Sa prose est d'une qualité excellente, et si nette, si droite, si peu cherchée! Il a bien, comme tout le monde aujourd'hui, d'habiles alliances de mots, des trouvailles d'expression; mais cela est toujours si naturel chez lui, si bien venu et si spontanément qu'on ne s'en avise qu'après coup. Remarquez aussi la plénitude, l'équilibre, le bon aménagement de sa phrase quand par hasard elle s'allonge un peu, et comme elle retombe «carrément» sur ses pieds. Ses vers déjà, quoique la poésie y fût abondante et forte, étaient plutôt des vers de prosateur (un peu comme ceux d'Alfred de Musset). Cela se reconnaissait à divers signes, par exemple au peu d'attention qu'il accorde à la rime, au peu de soin qu'il prend de la mettre en valeur, et encore à cette marque, que la phrase se meut et se développe indépendamment du système de rimes ou de la strophe et continuellement la déborde. Voici les premiers vers du volume:
Les fenêtres étaient ouvertes. Le salon
Illuminé jetait des lueurs d'incendies,
Et de grandes clartés couraient sur le gazon.

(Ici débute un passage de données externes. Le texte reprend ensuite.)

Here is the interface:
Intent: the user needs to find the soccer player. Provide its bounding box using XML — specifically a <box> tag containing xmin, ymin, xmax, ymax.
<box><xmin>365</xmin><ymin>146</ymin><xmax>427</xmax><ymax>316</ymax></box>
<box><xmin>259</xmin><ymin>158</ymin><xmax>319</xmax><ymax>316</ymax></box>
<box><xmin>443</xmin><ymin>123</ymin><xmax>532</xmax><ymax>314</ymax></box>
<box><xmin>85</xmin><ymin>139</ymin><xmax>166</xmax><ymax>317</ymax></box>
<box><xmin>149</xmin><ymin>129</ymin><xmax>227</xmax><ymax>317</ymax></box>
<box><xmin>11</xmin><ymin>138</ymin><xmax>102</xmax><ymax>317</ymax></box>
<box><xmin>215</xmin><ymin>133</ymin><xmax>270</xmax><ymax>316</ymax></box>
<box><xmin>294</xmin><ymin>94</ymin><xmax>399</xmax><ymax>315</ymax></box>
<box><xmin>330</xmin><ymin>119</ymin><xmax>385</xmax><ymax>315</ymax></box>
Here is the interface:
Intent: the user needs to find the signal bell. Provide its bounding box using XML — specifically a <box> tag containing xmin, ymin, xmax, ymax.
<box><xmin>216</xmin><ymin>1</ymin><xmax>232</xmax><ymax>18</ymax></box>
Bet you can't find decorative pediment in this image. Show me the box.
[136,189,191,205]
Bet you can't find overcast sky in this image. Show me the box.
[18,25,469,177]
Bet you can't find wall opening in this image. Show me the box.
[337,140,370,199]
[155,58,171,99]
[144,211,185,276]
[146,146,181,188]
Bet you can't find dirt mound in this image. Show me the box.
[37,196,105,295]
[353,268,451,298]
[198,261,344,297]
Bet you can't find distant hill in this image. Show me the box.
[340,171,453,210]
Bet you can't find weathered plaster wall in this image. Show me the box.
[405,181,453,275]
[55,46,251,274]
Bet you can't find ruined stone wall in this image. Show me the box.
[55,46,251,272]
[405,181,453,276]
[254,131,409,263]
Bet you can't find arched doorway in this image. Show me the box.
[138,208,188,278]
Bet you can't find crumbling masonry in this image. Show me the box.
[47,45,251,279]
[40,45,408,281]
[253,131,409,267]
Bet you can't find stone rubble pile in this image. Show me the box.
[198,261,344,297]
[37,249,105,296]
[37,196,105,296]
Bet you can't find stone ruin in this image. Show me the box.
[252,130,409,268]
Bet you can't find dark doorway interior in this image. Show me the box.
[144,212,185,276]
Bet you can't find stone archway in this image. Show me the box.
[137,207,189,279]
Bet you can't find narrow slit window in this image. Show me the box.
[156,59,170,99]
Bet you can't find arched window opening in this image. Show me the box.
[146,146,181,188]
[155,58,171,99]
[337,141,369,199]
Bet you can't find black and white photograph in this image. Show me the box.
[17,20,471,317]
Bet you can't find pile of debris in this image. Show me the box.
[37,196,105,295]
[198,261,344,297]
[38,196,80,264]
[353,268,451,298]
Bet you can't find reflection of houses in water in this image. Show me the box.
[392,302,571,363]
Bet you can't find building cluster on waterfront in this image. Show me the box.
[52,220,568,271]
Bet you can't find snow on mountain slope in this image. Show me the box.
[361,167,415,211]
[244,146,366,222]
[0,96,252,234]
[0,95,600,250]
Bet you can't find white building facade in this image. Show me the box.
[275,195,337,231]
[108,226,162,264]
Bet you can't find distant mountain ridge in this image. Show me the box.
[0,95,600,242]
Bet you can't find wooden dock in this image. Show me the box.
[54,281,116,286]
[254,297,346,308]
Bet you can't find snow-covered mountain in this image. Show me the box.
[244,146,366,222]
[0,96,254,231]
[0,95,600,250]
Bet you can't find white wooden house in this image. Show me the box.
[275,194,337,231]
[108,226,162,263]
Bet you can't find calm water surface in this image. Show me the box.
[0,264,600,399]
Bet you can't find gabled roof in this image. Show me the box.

Le parc là-bas semblait répondre aux mélodies
De l'orchestre, et faisait une rumeur au loin.
Les quatre premiers vers sont, par l'arrangement des rimes, un quatrain que dépasse la fin d'une phrase, apportant une rime nouvelle: c'est donc une sorte d'enjambement d'une strophe sur l'autre… Tout le long du recueil quelque chose d'assez difficile à préciser trahit chez le poète une vocation de prosateur.